Brisket is an amazingly versatile cut of meat. Not only is it the meat that's used to make corned beef, it can be used like a pot roast or barbecue. The key to cooking brisket is cooking for a long time on low heat, but you can do that in the dry heat in a smoker or you can braise it in a crock pot or dutch oven.
Whenever I braise a tough cut of meat, I like to cool the meat in the cooking liquid, refrigerate it overnight, and reheat it the next day for serving. It's not an old wives tale that braised food tastes better the next day - the meat actually changes texture during the cooking, and it is better when reheated than it was when it was first cooked. Than makes this a perfect dish to make ahead. You're not serving leftovers - you're serving planned-ahead food.
If I was making a pot roast, I would have added vegetables and seasonings when I braised the meat, but this time all I was looking for a was a spicy meat to use for tacos, so I skipped the vegetables. For the seasoning, I used Zane and Zack's Honey Chipotle Hot Sauce. It packs a decent amount of heat, but it's also sweet and smokey, so it's more complex than if you threw a couple hot peppers into the pot. It didn't need anything else for flavoring.
Spicy Brisket Tacos
For the brisket:
1-2 pound brisket
1/4 cup Honey Chipotle Hot Sauce
3 medium potatoes, cooked, peeled, and chopped into roug
Place the brisket in a crock pot or Dutch oven and add water so the meat is half-submerged in the water. For my beef and crockpot, that was about 2 cups of water. Add the Honey Chipotle Hot sauce, stirring it into the water. Cover the crock pot or Dutch oven.
In a crock pot on low, the brisket will take 5-6 hours to cook, depending on your crockpot. In the Dutch oven on a low flame or in the oven at 325 degrees, it will be done in about 2 hours. What's more important than the time is the tenderness. The meat is done when it's fork-tender and shreds easily.
Remove the meat from the crock pot and put it into a suitable storage container. Cover the meat with as much cooking liquid as will fit. Let the meat cool until the container is warm, but not hot, then refrigerate.

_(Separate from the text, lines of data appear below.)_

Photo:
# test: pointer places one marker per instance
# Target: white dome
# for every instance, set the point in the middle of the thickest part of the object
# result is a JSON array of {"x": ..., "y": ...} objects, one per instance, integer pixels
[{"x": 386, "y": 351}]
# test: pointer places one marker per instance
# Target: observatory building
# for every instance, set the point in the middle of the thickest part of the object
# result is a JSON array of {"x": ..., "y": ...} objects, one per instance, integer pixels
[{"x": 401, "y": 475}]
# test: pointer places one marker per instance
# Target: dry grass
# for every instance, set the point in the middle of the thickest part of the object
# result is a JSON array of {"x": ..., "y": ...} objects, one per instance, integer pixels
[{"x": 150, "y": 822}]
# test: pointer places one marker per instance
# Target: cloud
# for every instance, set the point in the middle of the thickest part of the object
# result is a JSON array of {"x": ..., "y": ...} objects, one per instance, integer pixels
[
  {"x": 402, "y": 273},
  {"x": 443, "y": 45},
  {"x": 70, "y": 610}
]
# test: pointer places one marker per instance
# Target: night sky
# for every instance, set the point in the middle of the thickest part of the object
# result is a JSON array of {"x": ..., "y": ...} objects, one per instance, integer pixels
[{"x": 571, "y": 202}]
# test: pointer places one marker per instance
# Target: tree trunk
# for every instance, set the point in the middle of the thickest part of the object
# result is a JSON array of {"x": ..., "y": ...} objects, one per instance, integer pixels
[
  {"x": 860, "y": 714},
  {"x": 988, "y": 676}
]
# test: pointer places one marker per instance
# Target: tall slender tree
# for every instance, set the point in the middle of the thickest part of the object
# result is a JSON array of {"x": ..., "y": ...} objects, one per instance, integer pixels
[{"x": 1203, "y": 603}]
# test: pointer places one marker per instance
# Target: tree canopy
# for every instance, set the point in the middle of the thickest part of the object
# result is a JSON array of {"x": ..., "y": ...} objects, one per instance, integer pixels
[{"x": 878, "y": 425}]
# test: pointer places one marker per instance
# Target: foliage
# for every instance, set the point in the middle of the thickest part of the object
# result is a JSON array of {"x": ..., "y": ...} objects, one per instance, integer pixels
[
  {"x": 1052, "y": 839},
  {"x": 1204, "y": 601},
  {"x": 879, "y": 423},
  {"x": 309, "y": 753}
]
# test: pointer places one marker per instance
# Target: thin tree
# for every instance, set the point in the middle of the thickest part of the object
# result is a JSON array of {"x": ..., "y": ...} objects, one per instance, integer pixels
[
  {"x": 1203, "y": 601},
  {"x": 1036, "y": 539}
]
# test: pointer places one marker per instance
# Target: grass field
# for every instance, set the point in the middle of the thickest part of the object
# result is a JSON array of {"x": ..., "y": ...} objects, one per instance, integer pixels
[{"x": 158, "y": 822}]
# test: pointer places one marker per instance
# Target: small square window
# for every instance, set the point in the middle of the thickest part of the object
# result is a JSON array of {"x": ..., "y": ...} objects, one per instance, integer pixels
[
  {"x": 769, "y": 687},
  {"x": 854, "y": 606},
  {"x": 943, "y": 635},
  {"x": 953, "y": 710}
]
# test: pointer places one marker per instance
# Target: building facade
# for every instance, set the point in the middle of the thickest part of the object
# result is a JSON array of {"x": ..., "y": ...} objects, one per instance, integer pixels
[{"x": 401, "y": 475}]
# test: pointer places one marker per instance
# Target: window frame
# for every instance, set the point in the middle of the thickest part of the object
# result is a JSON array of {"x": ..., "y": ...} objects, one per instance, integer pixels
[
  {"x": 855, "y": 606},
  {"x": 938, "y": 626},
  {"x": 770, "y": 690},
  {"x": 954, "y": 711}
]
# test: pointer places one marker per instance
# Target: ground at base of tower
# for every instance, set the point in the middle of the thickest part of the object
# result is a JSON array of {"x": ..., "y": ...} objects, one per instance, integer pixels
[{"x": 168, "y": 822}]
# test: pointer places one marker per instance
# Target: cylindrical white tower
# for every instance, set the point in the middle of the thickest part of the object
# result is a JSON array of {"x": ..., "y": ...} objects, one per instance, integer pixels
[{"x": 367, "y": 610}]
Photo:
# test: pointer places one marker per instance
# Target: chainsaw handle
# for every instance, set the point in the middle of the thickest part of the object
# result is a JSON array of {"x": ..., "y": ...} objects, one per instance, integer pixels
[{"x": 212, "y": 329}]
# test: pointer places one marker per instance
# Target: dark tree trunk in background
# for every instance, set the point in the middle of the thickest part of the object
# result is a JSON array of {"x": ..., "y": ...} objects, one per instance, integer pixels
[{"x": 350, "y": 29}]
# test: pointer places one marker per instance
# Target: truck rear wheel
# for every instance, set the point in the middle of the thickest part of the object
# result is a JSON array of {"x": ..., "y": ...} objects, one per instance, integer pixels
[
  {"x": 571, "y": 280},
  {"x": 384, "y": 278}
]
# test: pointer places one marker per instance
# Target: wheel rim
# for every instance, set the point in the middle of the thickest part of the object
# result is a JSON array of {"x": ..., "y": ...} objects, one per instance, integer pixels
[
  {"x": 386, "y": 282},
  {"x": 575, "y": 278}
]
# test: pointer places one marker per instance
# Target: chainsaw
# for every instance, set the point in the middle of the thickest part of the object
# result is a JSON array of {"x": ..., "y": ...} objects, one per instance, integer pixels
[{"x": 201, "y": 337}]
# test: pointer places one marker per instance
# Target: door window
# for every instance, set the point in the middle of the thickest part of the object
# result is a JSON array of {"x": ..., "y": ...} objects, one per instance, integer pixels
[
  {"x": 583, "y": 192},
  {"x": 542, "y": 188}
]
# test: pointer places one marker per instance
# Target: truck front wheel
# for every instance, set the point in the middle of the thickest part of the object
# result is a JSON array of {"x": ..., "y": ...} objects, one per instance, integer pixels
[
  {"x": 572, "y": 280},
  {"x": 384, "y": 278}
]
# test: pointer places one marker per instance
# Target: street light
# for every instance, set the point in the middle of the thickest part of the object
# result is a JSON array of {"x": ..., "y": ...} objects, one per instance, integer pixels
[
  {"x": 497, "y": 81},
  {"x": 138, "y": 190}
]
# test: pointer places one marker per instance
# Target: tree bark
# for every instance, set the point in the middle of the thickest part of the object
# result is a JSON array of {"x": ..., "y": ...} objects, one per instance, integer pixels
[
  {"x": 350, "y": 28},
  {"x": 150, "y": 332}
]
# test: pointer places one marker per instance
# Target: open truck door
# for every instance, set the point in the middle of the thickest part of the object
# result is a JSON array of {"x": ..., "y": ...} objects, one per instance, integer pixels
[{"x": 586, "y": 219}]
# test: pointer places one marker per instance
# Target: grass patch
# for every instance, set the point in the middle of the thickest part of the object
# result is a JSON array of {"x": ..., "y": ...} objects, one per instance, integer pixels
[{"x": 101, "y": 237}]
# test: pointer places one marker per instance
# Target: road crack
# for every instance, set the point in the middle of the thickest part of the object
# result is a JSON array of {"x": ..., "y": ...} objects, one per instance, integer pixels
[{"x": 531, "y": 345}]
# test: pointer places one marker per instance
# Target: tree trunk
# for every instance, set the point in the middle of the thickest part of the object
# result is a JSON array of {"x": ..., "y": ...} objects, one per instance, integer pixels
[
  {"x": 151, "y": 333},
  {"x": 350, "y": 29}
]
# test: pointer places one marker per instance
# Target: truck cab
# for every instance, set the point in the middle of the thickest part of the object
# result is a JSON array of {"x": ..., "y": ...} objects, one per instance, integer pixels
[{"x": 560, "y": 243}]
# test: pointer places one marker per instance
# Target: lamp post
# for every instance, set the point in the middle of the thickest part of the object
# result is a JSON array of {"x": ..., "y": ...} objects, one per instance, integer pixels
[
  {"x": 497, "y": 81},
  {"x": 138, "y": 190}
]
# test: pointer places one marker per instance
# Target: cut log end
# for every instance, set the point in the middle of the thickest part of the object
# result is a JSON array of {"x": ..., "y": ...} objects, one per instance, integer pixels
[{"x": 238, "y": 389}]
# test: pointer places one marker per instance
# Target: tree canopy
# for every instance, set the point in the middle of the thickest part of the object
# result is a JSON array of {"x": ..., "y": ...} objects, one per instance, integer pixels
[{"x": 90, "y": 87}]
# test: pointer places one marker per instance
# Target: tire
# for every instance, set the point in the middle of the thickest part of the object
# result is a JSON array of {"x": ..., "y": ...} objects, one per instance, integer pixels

The next day, cut or shred the meat. Heat a skillet on medium and add the meat and the chopped potatoes, and heat. Add some of the meat cooking liquid to moisten. You don't want it swimming in liquid, so just add as much as the meat and potatoes absorb.
Serve on tortillas with guacamole, sliced limes for those who like a little extra acid. Pass the hot sauce at the table for those who like more meat.
If you don't have your own favorite guacamole, try this Rick Bayless recipe, or this fast and simple guacamole.
To be clear, I'm not reviewing or endorsing the products in this recipe. I've created the recipe for Fooducopia to post its site and I'm re-posting the recipe here for my readers as well. Then again, since I created the recipe, rest assured that I liked it. I don't cook stuff that we're not going to eat.